Vielleicht ein Anfang, aber immer noch nicht das, was ich mir gerne unter der Zukunft vorstelle und bei Weitem nicht alles, was der Feminismus für die Zukunft zu bieten hätte.
Warum KI die Zukunft düster aussehen lässt.
Ich gebe zu, mein Prompt war nicht sehr ausgefeilt und trotzdem veranschaulicht mein Versuch genau den Gedanken, der mich auch zu diesem Blog geführt hat: Wie wir uns die Zukunft vorstellen, hängt maßgeblich von der Vergangenheit ab. Mit dem Begriff End-Of-History-Illusion hat Henning Beck das gut erklärt: Das Geschichtsbuch hört in der Gegenwart auf, alles Zukünftige konstruieren wir aus dem, was bis hierhin gewesen ist. Und oft fällt es uns schwer, wirklich etwas Neues zu denken. Die KI macht es genauso: Die Datensätze mit denen das System arbeitet, bestehen aus vergangenen Erzählungen, mit all ihren Vorurteilen und Auslassungen. Sind die vergangenen Zukunftserzählungen eher dystopisch, sieht auch die KI generierte Zukunft so aus.
„Erstelle ein Bild von einer Utopie“
Im dritten Schritt habe ich die Anweisung gegeben, das Bild einer “Utopie” zu erstellen. Heraus kamen Fantasiegebilde, die wortwörtlich als losgelöste Insel in den Wolken schweben. Es gibt viel Natur, kräftige Farben und wenig Technik oder Beton. Auch hier verarbeitet der Algorithmus das, was er als „Utopie“ in den Daten findet.

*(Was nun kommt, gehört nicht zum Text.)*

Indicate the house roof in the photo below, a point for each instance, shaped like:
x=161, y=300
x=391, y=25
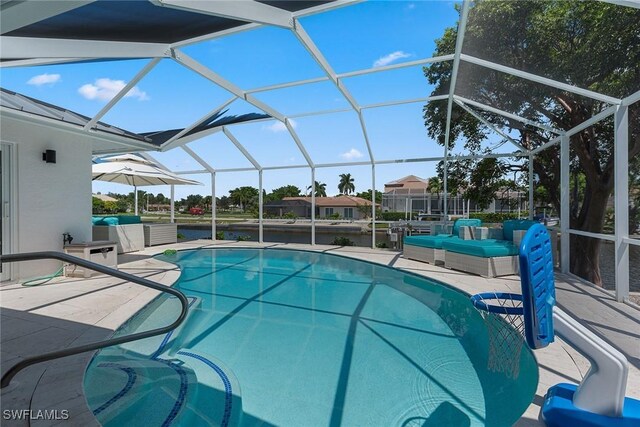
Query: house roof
x=144, y=21
x=409, y=181
x=17, y=101
x=337, y=201
x=20, y=102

Die früheren Utopie-Geschichten auf fiktiven Inseln sind da bestimmt ein großer Bestandteil (mehr dazu hattte ich schonmal in diesem Blogbeitrag geschrieben).


„Gute“ Zukunftsbilder entdecken
Gute Zukunftsbilder sind solche, die unterschiedliche Möglichkeitsräume aufzeigen. So können diese Bilder in Zukunft besser gelingen, als bei meinem spontanen Test:
- Die Prompts für Zukunftsbilder detaillierter und konkreter gestalten. Vermutlich ist es sogar hilfreicher, gar nicht das Wort Zukunft zu erwähnen.

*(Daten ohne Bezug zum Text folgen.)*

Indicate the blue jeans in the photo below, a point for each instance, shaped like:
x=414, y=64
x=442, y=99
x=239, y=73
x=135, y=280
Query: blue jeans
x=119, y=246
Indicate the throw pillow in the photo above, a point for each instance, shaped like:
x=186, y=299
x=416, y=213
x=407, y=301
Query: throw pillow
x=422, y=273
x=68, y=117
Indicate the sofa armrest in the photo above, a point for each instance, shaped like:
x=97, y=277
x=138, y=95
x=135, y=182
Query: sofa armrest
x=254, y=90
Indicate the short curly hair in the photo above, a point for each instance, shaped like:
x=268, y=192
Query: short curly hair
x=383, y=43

- Die Bilderstellung mit unterschiedlichen generativen Tools ausprobieren. (Wenn ihr dazu bereits Material habt, sagt gerne in den Kommentaren Bescheid).

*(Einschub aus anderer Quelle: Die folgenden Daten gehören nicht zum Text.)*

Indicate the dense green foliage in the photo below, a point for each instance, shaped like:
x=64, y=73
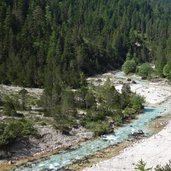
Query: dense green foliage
x=145, y=70
x=43, y=42
x=103, y=106
x=13, y=130
x=129, y=66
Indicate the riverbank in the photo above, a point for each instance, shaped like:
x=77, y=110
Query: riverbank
x=155, y=126
x=162, y=96
x=154, y=150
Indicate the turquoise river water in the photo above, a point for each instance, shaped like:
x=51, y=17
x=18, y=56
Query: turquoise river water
x=55, y=162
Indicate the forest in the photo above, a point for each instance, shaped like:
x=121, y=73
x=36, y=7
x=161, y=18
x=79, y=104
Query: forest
x=44, y=43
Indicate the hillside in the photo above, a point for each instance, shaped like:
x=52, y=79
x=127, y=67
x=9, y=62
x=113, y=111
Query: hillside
x=42, y=42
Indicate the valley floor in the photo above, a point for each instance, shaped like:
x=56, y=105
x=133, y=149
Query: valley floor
x=154, y=150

- Vorhandene Bildarchive nutzen, wie z.B. die utopischen Visuals in der Infothek für Realutopien.
Bildgenerierende KI als Gamechanger?
Wie seht ihr das? Können die Bild-KIs unsere Vorstellungen und den Austausch über Zukünfte auf ein neues Level heben? Oder ist diese Technologie eher ein Nice-To-Have beim Thema Utopien und Zukünfte? Ich bin gespannt auf eure Meinungen – gerne hier in den Kommentaren.